As Sharma discusses, you’re not moving Heyward unless a ton of his salary is eaten, and I’d add that even that is a challenging trade to put together (limited pool of suitors, limited no-trade clause, etc.). Then there’s the prospect of trading Kyle Schwarber, but if you’re trading Schwarber to make room for Castellanos, how much are you really improving the offense? I know I’m a huge Schwarber homer, but it’s not as if that enormous offensive ability hasn’t always been there, and then showed itself in a very real way in the second half of 2019. (Also, it’s not at all impossible that Schwarber is actually a better defensive left fielder than Castellanos would be.)

(Photo by Jonathan Daniel/Getty Images)

I suppose what I’m tap-dancing around is the fact that Castellanos cannot return to the Cubs unless they find a way to trade Heyward or Schwarber (for huge value, damn it), or unless they decide they simply have to have Castellanos back regardless of the outfield fit.

Hey, maybe it’s one of those “get ’em all and figure it out later because sometimes guys gets hurt.” Financially, though, that seems an unrealistic hope.

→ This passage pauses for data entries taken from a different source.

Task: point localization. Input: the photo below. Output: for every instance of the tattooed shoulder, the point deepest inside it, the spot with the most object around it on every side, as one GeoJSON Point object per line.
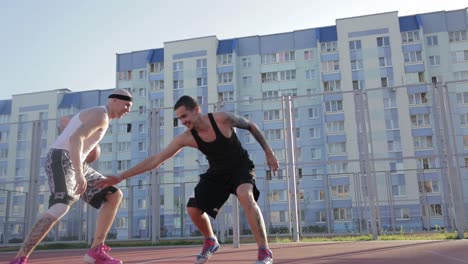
{"type": "Point", "coordinates": [237, 121]}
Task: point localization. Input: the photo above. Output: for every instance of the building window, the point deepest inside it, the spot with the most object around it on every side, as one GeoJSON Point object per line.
{"type": "Point", "coordinates": [425, 163]}
{"type": "Point", "coordinates": [310, 74]}
{"type": "Point", "coordinates": [415, 77]}
{"type": "Point", "coordinates": [313, 112]}
{"type": "Point", "coordinates": [457, 76]}
{"type": "Point", "coordinates": [246, 81]}
{"type": "Point", "coordinates": [226, 96]}
{"type": "Point", "coordinates": [330, 66]}
{"type": "Point", "coordinates": [335, 127]}
{"type": "Point", "coordinates": [420, 120]}
{"type": "Point", "coordinates": [202, 81]}
{"type": "Point", "coordinates": [337, 148]}
{"type": "Point", "coordinates": [434, 60]}
{"type": "Point", "coordinates": [460, 56]}
{"type": "Point", "coordinates": [287, 75]}
{"type": "Point", "coordinates": [315, 153]}
{"type": "Point", "coordinates": [394, 145]}
{"type": "Point", "coordinates": [178, 84]}
{"type": "Point", "coordinates": [432, 40]}
{"type": "Point", "coordinates": [357, 65]}
{"type": "Point", "coordinates": [410, 36]}
{"type": "Point", "coordinates": [224, 59]}
{"type": "Point", "coordinates": [332, 86]}
{"type": "Point", "coordinates": [314, 132]}
{"type": "Point", "coordinates": [202, 64]}
{"type": "Point", "coordinates": [463, 120]}
{"type": "Point", "coordinates": [354, 45]}
{"type": "Point", "coordinates": [417, 98]}
{"type": "Point", "coordinates": [402, 213]}
{"type": "Point", "coordinates": [178, 66]}
{"type": "Point", "coordinates": [156, 85]}
{"type": "Point", "coordinates": [423, 142]}
{"type": "Point", "coordinates": [337, 168]}
{"type": "Point", "coordinates": [273, 134]}
{"type": "Point", "coordinates": [157, 67]}
{"type": "Point", "coordinates": [383, 41]}
{"type": "Point", "coordinates": [142, 74]}
{"type": "Point", "coordinates": [435, 210]}
{"type": "Point", "coordinates": [358, 85]}
{"type": "Point", "coordinates": [462, 98]}
{"type": "Point", "coordinates": [342, 214]}
{"type": "Point", "coordinates": [246, 62]}
{"type": "Point", "coordinates": [269, 77]}
{"type": "Point", "coordinates": [270, 115]}
{"type": "Point", "coordinates": [334, 106]}
{"type": "Point", "coordinates": [270, 95]}
{"type": "Point", "coordinates": [385, 62]}
{"type": "Point", "coordinates": [456, 36]}
{"type": "Point", "coordinates": [308, 55]}
{"type": "Point", "coordinates": [326, 47]}
{"type": "Point", "coordinates": [413, 57]}
{"type": "Point", "coordinates": [384, 82]}
{"type": "Point", "coordinates": [225, 77]}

Hey, maybe none of Castellanos, Schwarber, or Heyward starts every single day, and you find a way to coordinate the trio with a premium defensive center fielder (whoever that would be … ) and optimize match-ups on a day-to-day basis? Would that actually work, though? It’s hard to see, given that you’re going to want Castellanos in there every day, and he probably plays only right field at that point.

I am very happy to hear that Castellanos still would dig a return to the Cubs, and vice versa. His style of play, his line-drive stroke, his alley-to-alley power at Wrigley Field … it all just fits so very well for the Cubs at this moment in time. But I still struggle to see it realistically coming together, and it probably requires a Jason Heyward or Kyle Schwarber trade.